Inflammatory Dermatoses

Psoriasis

Clinical features

•    Chronic, relapsing-remitting inflammatory disease

•    Well-demarcated erythematous plaques with silvery scale

•    Distribution:

o    Extensor surfaces (elbows, knees)

o    Scalp, sacrum

•    Nail changes:

o    Pitting

o    Onycholysis (separation of nail from bed)

o    "Oil drop" discolouration

Systemic associations

•    Psoriatic arthritis: can present with dactylitis ("sausage digits"), enthesitis

•    Increased cardiovascular risk

Triggers

•    Trauma (Koebner phenomenon)

•    Stress

•    Infection (e.g., streptococcal pharyngitis in guttate psoriasis)

•    Medications: lithium, beta-blockers, antimalarials, NSAIDs

Treatment

•    Topical: emollients, steroids, vitamin D analogues (e.g., calcipotriol)

•    Severe cases: phototherapy (NB-UVB), systemic (methotrexate, ciclosporin, biologics)


Eczema (Dermatitis)

Types

Atopic dermatitis

•    Common in childhood, often improves with age

•    Flexural distribution in older children/adults

•    Associated with atopy: asthma, allergic rhinitis

•    Features: pruritus, lichenification (chronic), secondary infection (impetiginisation)

Contact dermatitis

•    Allergic: type IV hypersensitivity

o    Nickel, fragrances, cosmetics

•    Irritant: most common type

o    Soaps, detergents

Seborrhoeic dermatitis

•    Affects sebaceous areas: scalp (dandruff), eyebrows, nasolabial folds, retroauricular

•    Associated with Malassezia (Pityrosporum) yeast

•    Common in Parkinson's disease and HIV

Treatment

•    Emollients, topical steroids

•    Calcineurin inhibitors (e.g., tacrolimus) for sensitive areas

•    Antifungals for seborrhoeic subtype


Lichen Planus

Features

•    Pruritic, purple, polygonal, planar papules and plaques (6 Ps)
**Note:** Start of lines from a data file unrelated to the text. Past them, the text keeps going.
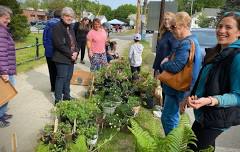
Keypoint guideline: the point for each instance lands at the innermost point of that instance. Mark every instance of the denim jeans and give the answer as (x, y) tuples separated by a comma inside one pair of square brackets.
[(63, 78), (170, 114), (3, 108)]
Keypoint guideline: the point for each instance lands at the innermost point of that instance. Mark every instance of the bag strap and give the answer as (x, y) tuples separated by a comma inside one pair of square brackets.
[(191, 53)]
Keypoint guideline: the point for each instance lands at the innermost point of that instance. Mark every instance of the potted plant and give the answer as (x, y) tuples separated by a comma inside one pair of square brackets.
[(66, 130), (47, 131), (108, 106), (134, 103), (91, 135)]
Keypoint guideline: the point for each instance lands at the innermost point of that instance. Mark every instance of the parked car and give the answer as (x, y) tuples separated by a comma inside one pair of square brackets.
[(206, 38)]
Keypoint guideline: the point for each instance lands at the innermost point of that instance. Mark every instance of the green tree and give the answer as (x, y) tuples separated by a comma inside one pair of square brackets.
[(18, 26), (123, 11)]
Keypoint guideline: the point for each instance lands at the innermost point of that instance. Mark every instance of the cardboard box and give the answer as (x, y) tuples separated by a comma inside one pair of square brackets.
[(7, 91), (81, 77)]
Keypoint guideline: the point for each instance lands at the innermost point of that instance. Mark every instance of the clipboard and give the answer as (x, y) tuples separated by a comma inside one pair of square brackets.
[(7, 91)]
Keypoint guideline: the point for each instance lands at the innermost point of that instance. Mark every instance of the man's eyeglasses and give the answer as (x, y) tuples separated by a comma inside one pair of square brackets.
[(233, 13)]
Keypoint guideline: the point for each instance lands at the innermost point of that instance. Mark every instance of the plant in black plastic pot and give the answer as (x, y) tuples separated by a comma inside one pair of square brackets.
[(66, 129), (134, 103), (91, 134), (108, 106), (46, 133)]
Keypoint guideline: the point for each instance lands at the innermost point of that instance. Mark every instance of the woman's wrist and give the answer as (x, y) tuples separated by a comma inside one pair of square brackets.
[(212, 101)]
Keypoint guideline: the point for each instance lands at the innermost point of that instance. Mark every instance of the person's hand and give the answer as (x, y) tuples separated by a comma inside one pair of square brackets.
[(166, 59), (74, 56), (198, 103), (5, 77)]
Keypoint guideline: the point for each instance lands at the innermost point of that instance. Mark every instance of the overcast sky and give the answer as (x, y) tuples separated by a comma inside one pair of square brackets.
[(115, 3)]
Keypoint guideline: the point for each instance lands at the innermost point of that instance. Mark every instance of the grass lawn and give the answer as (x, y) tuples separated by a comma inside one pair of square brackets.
[(29, 53), (125, 141)]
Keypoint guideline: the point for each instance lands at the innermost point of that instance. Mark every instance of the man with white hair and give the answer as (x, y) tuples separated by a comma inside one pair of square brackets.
[(65, 54)]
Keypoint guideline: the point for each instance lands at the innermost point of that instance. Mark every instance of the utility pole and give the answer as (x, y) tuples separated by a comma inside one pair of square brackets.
[(191, 7), (138, 19), (161, 15)]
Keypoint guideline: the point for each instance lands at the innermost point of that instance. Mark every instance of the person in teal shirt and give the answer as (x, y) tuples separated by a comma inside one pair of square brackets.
[(216, 94)]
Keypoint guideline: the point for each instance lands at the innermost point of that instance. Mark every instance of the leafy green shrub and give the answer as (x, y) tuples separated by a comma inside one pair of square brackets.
[(176, 141)]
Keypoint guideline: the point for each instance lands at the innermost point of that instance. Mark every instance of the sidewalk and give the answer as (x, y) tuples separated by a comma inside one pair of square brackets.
[(31, 108)]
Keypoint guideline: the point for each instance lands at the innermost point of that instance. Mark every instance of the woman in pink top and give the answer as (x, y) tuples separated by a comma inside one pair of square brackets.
[(96, 40)]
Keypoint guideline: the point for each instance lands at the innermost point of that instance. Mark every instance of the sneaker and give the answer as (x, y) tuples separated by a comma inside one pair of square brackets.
[(157, 114), (7, 116), (82, 62), (4, 123)]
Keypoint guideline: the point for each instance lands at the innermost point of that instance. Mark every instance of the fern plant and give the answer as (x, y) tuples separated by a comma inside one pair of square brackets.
[(176, 141)]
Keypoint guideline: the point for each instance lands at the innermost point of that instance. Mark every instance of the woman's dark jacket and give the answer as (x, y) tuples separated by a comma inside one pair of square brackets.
[(62, 43)]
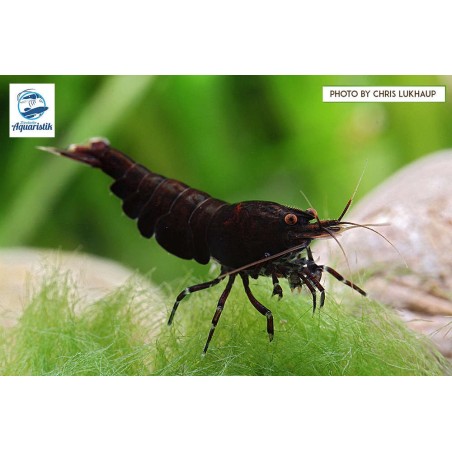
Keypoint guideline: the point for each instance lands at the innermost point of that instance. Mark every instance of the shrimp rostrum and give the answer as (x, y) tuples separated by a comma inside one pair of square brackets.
[(248, 239)]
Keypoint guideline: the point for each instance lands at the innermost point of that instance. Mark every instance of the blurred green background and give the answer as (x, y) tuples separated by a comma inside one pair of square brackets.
[(236, 137)]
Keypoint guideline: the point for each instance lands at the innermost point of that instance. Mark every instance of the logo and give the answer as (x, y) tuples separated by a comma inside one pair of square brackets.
[(32, 105), (32, 110)]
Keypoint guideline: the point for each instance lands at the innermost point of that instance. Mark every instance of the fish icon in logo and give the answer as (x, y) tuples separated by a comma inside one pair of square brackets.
[(31, 104)]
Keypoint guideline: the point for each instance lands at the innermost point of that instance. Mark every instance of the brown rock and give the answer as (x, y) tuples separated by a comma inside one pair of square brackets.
[(417, 278)]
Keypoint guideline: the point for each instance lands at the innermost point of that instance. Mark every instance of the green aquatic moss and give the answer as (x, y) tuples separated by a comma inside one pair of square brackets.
[(56, 336)]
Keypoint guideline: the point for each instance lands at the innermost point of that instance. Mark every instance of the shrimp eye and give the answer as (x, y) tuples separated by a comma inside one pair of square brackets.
[(290, 218)]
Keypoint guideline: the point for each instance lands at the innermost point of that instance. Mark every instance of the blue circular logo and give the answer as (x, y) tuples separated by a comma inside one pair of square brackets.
[(31, 104)]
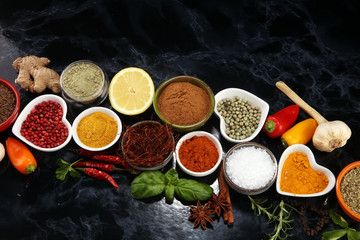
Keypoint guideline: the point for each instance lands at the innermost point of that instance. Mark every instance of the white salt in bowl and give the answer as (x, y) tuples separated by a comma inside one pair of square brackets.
[(244, 95), (304, 149), (26, 111), (88, 112), (199, 134), (250, 168)]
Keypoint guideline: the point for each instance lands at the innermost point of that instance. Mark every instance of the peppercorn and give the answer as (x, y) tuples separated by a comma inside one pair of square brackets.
[(241, 118), (43, 126)]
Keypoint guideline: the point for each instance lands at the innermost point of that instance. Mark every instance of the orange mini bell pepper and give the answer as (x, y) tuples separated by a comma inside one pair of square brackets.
[(301, 133)]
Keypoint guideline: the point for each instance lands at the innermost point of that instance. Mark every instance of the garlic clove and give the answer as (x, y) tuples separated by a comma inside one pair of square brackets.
[(331, 135)]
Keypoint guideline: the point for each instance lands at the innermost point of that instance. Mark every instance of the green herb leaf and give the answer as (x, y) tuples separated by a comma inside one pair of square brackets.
[(169, 193), (148, 184), (352, 234), (333, 235), (191, 190), (339, 220)]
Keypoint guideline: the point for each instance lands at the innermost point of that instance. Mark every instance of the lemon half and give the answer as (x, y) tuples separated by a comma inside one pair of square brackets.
[(131, 91)]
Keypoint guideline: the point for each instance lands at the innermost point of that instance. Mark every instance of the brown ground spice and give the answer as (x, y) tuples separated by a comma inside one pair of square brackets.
[(183, 103), (7, 103)]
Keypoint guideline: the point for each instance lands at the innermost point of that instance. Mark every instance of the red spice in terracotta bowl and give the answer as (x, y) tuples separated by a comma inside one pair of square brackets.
[(9, 104), (198, 153)]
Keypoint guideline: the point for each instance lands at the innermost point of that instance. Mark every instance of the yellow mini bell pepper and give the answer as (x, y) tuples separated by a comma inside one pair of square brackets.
[(301, 133)]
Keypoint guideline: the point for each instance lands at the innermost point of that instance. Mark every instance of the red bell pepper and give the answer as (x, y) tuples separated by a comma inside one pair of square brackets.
[(276, 124)]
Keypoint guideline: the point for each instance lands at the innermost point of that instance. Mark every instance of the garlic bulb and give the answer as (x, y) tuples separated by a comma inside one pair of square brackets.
[(331, 135)]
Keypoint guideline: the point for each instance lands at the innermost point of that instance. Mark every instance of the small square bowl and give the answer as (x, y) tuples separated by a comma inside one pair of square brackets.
[(5, 125), (199, 134), (88, 112), (341, 201), (195, 81), (244, 95), (144, 167), (304, 149), (250, 174), (26, 111)]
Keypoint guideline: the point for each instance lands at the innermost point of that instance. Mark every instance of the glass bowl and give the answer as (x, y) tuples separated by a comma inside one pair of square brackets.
[(249, 174), (26, 111), (76, 70), (304, 149), (244, 95), (144, 166), (88, 112), (341, 201), (199, 134), (7, 123), (195, 81)]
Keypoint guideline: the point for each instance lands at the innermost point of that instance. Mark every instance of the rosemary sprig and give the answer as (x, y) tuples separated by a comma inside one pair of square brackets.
[(280, 216)]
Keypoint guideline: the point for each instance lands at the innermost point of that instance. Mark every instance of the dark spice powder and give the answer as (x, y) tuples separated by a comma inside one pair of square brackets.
[(7, 103)]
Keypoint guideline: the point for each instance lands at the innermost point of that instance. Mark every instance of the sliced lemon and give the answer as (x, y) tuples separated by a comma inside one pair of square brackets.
[(131, 91)]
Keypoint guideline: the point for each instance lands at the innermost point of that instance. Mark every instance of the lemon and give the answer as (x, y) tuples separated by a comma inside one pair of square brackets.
[(131, 91)]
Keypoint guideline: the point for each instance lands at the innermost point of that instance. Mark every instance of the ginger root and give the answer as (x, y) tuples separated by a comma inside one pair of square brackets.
[(34, 76)]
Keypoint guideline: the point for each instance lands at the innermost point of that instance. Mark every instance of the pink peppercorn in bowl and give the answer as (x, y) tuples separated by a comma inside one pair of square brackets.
[(190, 136), (52, 132), (11, 119)]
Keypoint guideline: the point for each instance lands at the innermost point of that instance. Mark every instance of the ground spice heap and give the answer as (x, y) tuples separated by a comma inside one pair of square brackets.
[(350, 190), (298, 177), (97, 130), (198, 154), (183, 103), (7, 103), (250, 167)]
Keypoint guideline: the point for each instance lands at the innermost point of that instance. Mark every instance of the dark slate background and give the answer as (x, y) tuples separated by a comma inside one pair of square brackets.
[(313, 46)]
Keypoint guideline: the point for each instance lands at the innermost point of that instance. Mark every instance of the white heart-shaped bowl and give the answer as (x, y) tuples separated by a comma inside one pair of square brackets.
[(88, 112), (254, 100), (25, 112), (199, 134), (304, 149)]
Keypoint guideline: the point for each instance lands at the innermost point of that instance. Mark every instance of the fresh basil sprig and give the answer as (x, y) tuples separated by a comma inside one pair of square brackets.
[(153, 183), (65, 168), (351, 233)]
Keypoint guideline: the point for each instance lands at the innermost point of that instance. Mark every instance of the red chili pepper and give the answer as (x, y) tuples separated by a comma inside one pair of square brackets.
[(276, 124), (112, 159), (95, 173)]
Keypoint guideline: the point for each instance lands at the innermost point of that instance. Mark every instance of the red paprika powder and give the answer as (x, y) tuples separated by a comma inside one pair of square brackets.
[(198, 154)]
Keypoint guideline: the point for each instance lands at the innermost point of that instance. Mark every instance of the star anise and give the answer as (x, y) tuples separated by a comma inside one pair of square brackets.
[(201, 214), (218, 203)]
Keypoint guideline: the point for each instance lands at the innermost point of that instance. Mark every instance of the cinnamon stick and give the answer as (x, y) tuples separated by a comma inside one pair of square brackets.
[(224, 189)]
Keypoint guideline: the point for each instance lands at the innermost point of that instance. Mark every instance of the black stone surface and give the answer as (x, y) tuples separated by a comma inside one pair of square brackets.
[(313, 46)]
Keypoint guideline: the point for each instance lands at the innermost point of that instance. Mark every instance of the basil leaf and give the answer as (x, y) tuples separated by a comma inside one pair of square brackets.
[(74, 173), (333, 235), (61, 173), (339, 220), (169, 193), (191, 190), (353, 234), (171, 177), (148, 184)]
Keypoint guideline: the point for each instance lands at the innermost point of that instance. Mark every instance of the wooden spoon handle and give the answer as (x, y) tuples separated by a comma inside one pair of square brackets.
[(297, 100)]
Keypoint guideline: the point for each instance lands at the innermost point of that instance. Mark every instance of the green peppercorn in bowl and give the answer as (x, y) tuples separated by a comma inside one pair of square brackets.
[(241, 113)]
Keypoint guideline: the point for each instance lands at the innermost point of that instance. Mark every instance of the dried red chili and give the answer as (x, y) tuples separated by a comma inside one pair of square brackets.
[(95, 173), (147, 144)]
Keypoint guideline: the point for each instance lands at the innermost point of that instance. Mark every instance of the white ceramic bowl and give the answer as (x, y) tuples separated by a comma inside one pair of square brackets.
[(199, 134), (304, 149), (88, 112), (255, 101), (25, 112)]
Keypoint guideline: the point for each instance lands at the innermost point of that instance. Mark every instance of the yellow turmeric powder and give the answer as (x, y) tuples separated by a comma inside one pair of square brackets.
[(298, 177), (97, 130)]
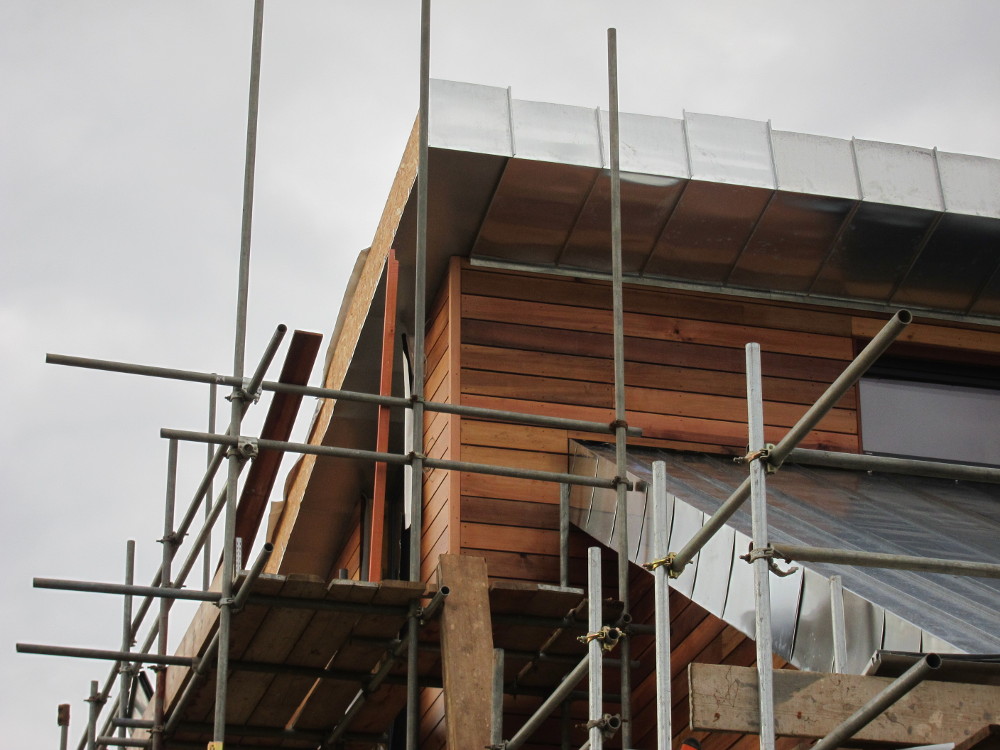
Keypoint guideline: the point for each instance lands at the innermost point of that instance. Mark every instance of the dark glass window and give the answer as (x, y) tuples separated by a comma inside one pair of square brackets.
[(932, 410)]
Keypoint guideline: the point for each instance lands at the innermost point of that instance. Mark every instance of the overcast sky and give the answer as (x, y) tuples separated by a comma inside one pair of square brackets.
[(122, 130)]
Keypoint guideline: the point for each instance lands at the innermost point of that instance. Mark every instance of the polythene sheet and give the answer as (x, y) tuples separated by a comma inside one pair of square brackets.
[(847, 510)]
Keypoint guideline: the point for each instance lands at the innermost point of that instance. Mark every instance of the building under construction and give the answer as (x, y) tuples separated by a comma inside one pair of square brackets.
[(631, 430)]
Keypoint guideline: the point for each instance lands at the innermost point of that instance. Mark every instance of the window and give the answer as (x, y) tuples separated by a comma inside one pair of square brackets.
[(931, 410)]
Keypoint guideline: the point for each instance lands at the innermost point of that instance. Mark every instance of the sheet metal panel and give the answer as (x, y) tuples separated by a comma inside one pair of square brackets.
[(468, 117), (815, 165), (813, 648), (874, 252), (716, 558), (971, 184), (791, 242), (649, 145), (729, 150), (898, 175), (694, 198), (707, 231), (556, 133), (959, 255), (533, 211), (647, 203)]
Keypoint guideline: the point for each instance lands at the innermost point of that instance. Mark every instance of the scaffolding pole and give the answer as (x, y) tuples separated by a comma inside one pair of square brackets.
[(761, 584), (776, 455), (595, 702), (661, 595), (879, 703), (125, 675), (417, 408), (790, 552), (197, 376), (621, 425)]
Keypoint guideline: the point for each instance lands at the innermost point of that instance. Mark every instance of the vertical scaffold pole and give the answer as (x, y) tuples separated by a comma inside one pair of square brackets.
[(95, 706), (206, 573), (564, 535), (621, 463), (238, 396), (661, 582), (419, 316), (839, 624), (761, 584), (594, 648), (169, 542), (62, 717), (124, 678)]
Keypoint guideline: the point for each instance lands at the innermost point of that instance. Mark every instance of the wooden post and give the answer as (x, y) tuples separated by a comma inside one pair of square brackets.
[(375, 545), (466, 651)]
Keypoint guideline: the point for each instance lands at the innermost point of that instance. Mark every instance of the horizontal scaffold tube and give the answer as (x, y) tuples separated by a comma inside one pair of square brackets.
[(891, 465), (194, 376), (391, 458), (95, 653), (792, 552), (776, 456)]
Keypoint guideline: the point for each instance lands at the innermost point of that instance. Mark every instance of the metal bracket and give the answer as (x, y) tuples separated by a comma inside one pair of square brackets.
[(608, 636), (243, 393), (609, 724), (245, 449), (769, 554), (763, 454), (667, 562)]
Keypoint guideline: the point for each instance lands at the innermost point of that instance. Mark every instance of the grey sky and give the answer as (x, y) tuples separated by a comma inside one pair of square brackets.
[(120, 182)]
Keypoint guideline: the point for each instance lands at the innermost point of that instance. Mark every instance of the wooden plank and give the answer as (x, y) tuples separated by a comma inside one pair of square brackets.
[(510, 512), (466, 651), (811, 704), (710, 356), (307, 538), (278, 425), (499, 434), (274, 640), (987, 738), (670, 427), (790, 389), (482, 485), (649, 400), (701, 306), (657, 327)]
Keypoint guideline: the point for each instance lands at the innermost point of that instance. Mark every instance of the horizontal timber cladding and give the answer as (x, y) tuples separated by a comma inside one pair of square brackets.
[(543, 345)]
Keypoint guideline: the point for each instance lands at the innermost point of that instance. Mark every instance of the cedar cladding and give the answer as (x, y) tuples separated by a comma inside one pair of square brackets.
[(542, 344)]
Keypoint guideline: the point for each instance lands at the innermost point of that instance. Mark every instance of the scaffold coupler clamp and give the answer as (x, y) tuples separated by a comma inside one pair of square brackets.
[(243, 393), (608, 636), (666, 562), (769, 554), (764, 454), (608, 724), (245, 449)]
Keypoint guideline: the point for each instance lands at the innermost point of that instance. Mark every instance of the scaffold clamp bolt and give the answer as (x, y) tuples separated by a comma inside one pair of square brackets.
[(608, 636)]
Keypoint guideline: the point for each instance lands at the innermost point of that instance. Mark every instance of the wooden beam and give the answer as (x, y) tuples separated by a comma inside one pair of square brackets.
[(278, 425), (375, 545), (466, 651), (811, 704), (309, 540)]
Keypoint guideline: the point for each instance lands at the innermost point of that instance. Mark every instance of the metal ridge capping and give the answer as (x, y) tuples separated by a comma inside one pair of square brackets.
[(714, 148)]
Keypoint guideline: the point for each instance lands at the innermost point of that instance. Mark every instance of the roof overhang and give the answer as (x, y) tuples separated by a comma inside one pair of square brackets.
[(885, 609)]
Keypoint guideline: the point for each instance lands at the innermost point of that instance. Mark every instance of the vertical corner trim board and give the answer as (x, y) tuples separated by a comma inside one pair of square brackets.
[(466, 651)]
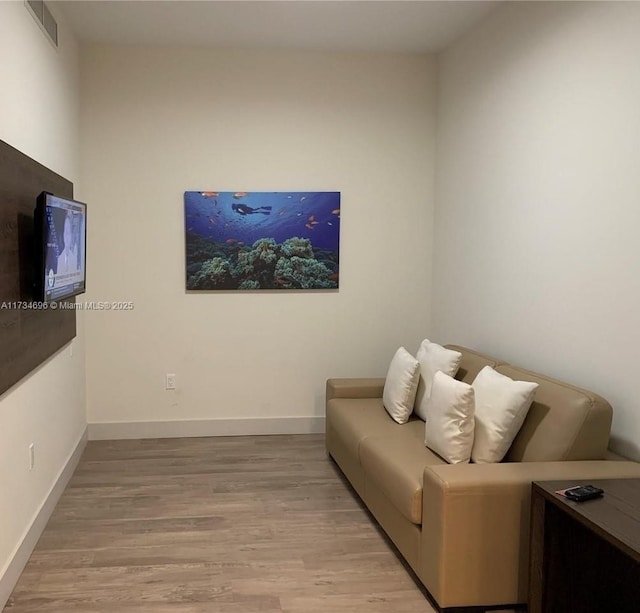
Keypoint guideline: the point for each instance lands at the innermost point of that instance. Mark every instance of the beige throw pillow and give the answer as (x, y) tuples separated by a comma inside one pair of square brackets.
[(432, 358), (400, 386), (502, 405), (449, 429)]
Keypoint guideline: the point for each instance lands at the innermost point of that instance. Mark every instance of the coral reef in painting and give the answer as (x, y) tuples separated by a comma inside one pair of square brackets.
[(242, 241)]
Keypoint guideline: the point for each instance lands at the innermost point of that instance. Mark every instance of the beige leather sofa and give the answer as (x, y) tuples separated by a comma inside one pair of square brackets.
[(464, 528)]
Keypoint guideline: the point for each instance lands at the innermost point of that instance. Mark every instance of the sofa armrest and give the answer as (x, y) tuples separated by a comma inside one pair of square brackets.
[(475, 525), (354, 388)]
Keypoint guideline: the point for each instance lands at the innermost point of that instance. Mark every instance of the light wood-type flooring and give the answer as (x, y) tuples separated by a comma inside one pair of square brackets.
[(217, 525)]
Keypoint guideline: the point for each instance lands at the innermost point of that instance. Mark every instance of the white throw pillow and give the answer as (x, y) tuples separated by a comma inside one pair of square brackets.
[(449, 431), (501, 407), (400, 385), (432, 358)]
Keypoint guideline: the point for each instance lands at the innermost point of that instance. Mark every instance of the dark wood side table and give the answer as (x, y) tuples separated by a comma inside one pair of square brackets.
[(585, 556)]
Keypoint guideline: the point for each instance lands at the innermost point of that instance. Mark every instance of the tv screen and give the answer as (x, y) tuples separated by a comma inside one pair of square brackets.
[(61, 235)]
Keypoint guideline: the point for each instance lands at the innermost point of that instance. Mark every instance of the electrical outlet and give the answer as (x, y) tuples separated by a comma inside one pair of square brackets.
[(170, 381)]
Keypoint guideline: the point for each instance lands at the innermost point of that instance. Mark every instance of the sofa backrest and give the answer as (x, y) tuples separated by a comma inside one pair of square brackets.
[(564, 422)]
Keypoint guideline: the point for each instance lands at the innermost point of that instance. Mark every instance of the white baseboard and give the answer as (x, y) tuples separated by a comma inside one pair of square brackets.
[(101, 431), (24, 550)]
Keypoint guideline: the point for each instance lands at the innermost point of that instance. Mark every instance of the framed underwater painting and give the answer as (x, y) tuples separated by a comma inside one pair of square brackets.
[(262, 240)]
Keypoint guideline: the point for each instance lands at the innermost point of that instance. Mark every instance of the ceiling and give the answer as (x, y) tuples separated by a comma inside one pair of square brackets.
[(417, 26)]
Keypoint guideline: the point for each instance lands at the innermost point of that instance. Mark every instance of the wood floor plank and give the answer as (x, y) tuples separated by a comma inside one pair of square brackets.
[(218, 525)]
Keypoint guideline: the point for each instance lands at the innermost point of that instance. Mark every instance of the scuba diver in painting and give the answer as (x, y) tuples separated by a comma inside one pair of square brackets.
[(243, 209)]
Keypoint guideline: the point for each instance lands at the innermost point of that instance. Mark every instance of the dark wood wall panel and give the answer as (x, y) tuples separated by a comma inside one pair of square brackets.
[(27, 336)]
•    Distribution: flexor surfaces (wrists), shins, mucous membranes

•    Oral lesions: lacy white lines (Wickham striae)

Associations

•    Hepatitis C

•    Drug-induced (e.g., gold, thiazides)

Treatment

•    Topical steroids

•    Systemic therapy for severe cases


Erythema Multiforme

Features

•    Target lesions: concentric rings with central dusky area

•    Symmetrical, often acral (hands, feet)

Causes

•    Infections:

o    HSV (most common)

o    Mycoplasma pneumoniae

•    Drugs: sulfonamides, penicillins, anticonvulsants, NSAIDs

Note

•    Severe forms: Stevens–Johnson syndrome (SJS), toxic epidermal necrolysis (TEN)


Erythema Nodosum

Features

•    Tender, erythematous subcutaneous nodules, usually on shins

•    Often migratory and bilateral

Causes

•    Systemic infections: streptococcus, TB, yersinia

•    Granulomatous diseases: sarcoidosis

•    IBD: Crohn’s, ulcerative colitis

•    Medications: sulfonamides, oral contraceptives

Treatment

•    Underlying cause

•    NSAIDs for pain


Other Relevant Conditions

Pityriasis rosea

•    Herald patch "Christmas tree" distribution on trunk

•    Self-limiting, resolves in ~6–8 weeks

•    Possible viral trigger

Keratoderma blennorrhagicum

•    Hyperkeratotic plaques on soles/palms

•    Seen in reactive arthritis (Reiter’s syndrome)


Extra Revision Pearls

•    Koebner phenomenon seen in psoriasis, lichen planus, vitiligo

•    Wickham striae characteristic of lichen planus oral lesions

•    Mucosal involvement suggests more severe disease in erythema multiforme (SJS spectrum)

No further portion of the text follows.